Le rotte marittime tra il XIII ed il XV secolo tessono una fitta trama in cui si intrecciano, come in un arazzo, le storie più diverse. Vi si incontrano culture e popolazioni le cui radici costituiscono, in buona parte, l’Europa contemporanea, con tutte le sue contraddizioni. Da una parte i magnifici portulani arabi e maiorchini, gli astrolabi, gli imponenti ritratti di principi e sovrani narrano della crescente espansione della Corona d’Aragona, dei viaggi verso un Oriente che, per mercanti e naviganti, risultava assai meno sconosciuto e misterioso di quanto possiamo oggi immaginare. La mostra, allo stesso tempo, invertendo il punto di vista abituale, prende anche in considerazione la fondamentale ascendenza del mondo orientale, sia dell’universo bizantino, sia di quello mammelucco o ottomano, sulla formazione della nascente Europa.
Per comprendere l’origine delle culture figurative che durante il medioevo si susseguirono nelle regioni dell’Europa mediterranea è infatti necessario assumere come punto di partenza la circolazione di opere d’arte di natura e provenienza diversa, fenomeno che si dovette in primo luogo ai continui scambi commerciali tra le opposte sponde del Mare Nostrum. Tale circolazione, di cui la mostra da buon esempio, anche se non esaustivo, è alla base del linguaggio composito ed ecclettico, che gli artisti adattarono di volta in volta alle loro esigenze e a quelle dei loro committenti, specialmente in terre di transito come le isole.
Non è un caso che proprio qui, spesso, si crearono le condizioni per le realizzazioni più raffinate. Ad un artista di cultura maiorchina, si deve ad esempio, con molta probabilità, uno dei pezzi forti della mostra: una tavola che rappresenta Santa Caterina d’Alessandria, realizzata probabilmente nei territori della Corona d’Aragona, ma destinata ab antiquo all’omonimo monastero del Monte Sinai in Egitto. La tavola venne eseguita dal pittore Martinus de Vilanova su commissione del console catalano a Damasco nel 1387, così come recita l’eccezionale iscrizione ancora leggibile ai piedi della santa.

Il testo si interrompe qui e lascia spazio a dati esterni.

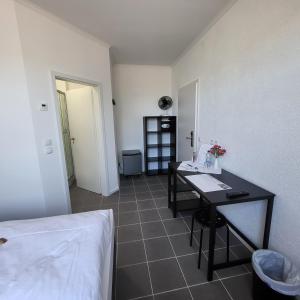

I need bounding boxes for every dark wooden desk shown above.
[168,162,275,281]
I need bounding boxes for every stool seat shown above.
[190,205,229,269]
[194,206,226,228]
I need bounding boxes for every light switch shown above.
[44,139,52,147]
[40,103,48,111]
[44,147,53,155]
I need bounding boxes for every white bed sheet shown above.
[0,210,114,300]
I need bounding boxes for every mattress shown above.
[0,210,114,300]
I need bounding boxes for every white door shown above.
[67,87,101,194]
[178,81,198,161]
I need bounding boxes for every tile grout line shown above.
[203,253,233,300]
[115,178,251,300]
[147,178,194,300]
[118,216,186,227]
[115,180,120,300]
[133,178,154,298]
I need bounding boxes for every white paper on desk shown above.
[177,161,222,174]
[197,144,212,167]
[185,174,231,193]
[177,161,198,172]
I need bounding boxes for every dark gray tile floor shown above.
[70,176,252,300]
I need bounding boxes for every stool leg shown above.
[190,215,195,247]
[226,225,230,263]
[198,228,203,269]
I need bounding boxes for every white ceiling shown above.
[25,0,236,65]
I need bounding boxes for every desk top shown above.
[170,162,275,206]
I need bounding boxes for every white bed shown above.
[0,210,114,300]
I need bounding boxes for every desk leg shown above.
[173,170,177,218]
[207,204,217,281]
[263,197,274,249]
[168,164,172,208]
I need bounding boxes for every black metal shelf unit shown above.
[144,116,176,175]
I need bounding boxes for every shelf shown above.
[148,156,175,162]
[143,116,176,175]
[148,143,176,148]
[147,169,168,176]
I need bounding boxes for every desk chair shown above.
[190,206,229,269]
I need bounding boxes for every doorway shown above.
[55,78,102,208]
[178,80,198,161]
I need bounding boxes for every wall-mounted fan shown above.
[158,96,173,110]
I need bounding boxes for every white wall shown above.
[112,65,172,171]
[0,0,46,221]
[16,3,118,207]
[173,0,300,266]
[0,0,118,219]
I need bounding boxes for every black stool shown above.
[190,206,229,269]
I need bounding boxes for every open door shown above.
[178,81,198,161]
[67,86,101,194]
[57,90,75,186]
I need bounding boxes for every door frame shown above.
[51,71,109,206]
[176,78,200,160]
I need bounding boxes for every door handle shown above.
[186,131,194,147]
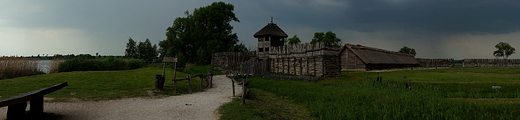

Parallelamente non era difficile trovare nei mercati “occidentali” o nelle collezioni di sovrani e ricchi mercanti oggetti che provenivano dal più remoto oriente, libri miniati, ceramiche, bronzi alcuni dei quali è possibile travare esposti a Barcellona. Un affascinante viaggio dunque al quale manca però una voce narrante continua, e che lascia spesso con la voglia di saperne di più.